US stock markets wrapped up the first week of the new year with daily and weekly losses as investors worried about looming US interest-rate hikes and unfolding Omicron news.

The S&P 500 and Nasdaq ended down on Friday, with the latest US jobs report underscoring investor worries that the Federal Reserve will aggressively hike interest rates to fight inflation.

Friday's Labor Department data showed the US jobs market was at or near maximum employment even though employment rose far less than expected in December amid worker shortages.

On Wednesday, minutes of the Fed's Dec. 14-15 policy meeting published showed officials at the US central bank viewed the labor market as "very tight," and signalled the Fed may have to raise rates sooner than expected to curb inflation.

"The investor takeaway is that the labour market continues to be tight despite the headline miss," said Michael Arone, chief investment strategist at State Street Global Advisors in Boston.

"Investors are concerned the Fed will be more aggressive than expected.”

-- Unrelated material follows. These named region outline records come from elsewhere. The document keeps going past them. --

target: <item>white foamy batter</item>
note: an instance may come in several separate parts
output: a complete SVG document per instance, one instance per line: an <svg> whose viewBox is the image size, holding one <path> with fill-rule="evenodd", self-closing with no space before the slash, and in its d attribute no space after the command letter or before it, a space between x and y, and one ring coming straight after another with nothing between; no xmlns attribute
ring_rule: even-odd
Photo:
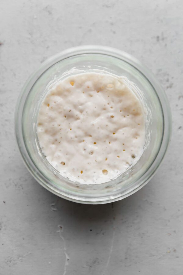
<svg viewBox="0 0 183 275"><path fill-rule="evenodd" d="M60 81L46 94L38 119L39 142L64 177L105 182L142 155L144 109L126 83L122 77L83 73Z"/></svg>

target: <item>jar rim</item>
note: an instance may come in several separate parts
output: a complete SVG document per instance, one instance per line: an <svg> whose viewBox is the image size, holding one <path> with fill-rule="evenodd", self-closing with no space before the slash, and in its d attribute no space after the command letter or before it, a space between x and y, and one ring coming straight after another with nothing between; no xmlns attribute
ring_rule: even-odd
<svg viewBox="0 0 183 275"><path fill-rule="evenodd" d="M141 178L140 182L131 190L115 196L97 198L78 197L68 194L54 187L48 182L44 175L36 171L35 164L27 151L24 142L21 123L23 106L30 89L45 70L58 62L76 55L85 54L99 54L122 60L138 70L150 82L156 92L162 108L163 129L160 149L151 165ZM80 46L70 48L48 58L42 64L38 69L31 75L26 82L18 98L15 116L16 136L19 149L24 163L28 170L41 185L49 191L63 198L77 202L86 204L101 204L122 199L135 193L145 185L152 178L161 162L167 150L171 134L171 115L168 99L163 88L150 71L135 57L120 50L106 46L99 45Z"/></svg>

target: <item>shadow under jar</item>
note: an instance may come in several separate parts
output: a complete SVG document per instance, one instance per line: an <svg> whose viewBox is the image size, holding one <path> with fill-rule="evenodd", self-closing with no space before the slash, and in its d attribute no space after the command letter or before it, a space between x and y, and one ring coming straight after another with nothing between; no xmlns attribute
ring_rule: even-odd
<svg viewBox="0 0 183 275"><path fill-rule="evenodd" d="M103 183L81 184L62 176L48 161L38 142L38 115L48 86L57 79L71 75L74 68L83 72L102 70L106 73L126 77L130 82L129 86L135 90L147 110L145 141L142 156L122 174ZM171 124L167 98L151 72L126 53L98 46L69 49L43 63L23 87L15 115L19 148L27 168L35 179L60 197L88 204L121 200L147 183L164 156L170 138Z"/></svg>

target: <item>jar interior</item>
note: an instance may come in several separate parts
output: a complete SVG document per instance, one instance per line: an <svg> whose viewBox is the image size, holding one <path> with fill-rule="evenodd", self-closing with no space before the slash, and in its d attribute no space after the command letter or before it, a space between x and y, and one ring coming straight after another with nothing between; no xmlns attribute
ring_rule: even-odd
<svg viewBox="0 0 183 275"><path fill-rule="evenodd" d="M144 151L134 166L107 182L99 184L80 184L63 177L48 162L38 142L36 123L40 104L49 86L62 77L70 75L72 69L86 72L102 70L106 73L126 77L131 88L135 90L147 110L147 123ZM74 72L74 71L73 71ZM87 197L94 201L119 193L127 193L137 188L138 180L152 165L159 152L163 131L161 105L156 91L148 79L137 68L124 60L110 55L96 53L79 54L64 59L47 69L33 85L26 99L22 117L22 128L27 151L35 169L49 182L50 188L70 197ZM140 184L139 182L139 184Z"/></svg>

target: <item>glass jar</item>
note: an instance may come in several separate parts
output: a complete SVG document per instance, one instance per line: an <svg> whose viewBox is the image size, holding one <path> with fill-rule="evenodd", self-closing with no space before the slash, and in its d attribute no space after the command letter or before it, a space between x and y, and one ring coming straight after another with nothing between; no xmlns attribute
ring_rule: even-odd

Consumer discretionary and and technology sectors led the way lower on the S&P 500 on Friday, while the S&P 500 financials sector and banking index extended recent gains.

Banks have been helped by rising US Treasury yields. The 10-year yield hit its highest since January 2020.

The S&P 500 lost 0.4 percent to end at 4,677 points, while the Nasdaq Composite lost 0.9 percent to 14,935. The Dow Jones Industrial Average fell 0.01 percent to 36,231.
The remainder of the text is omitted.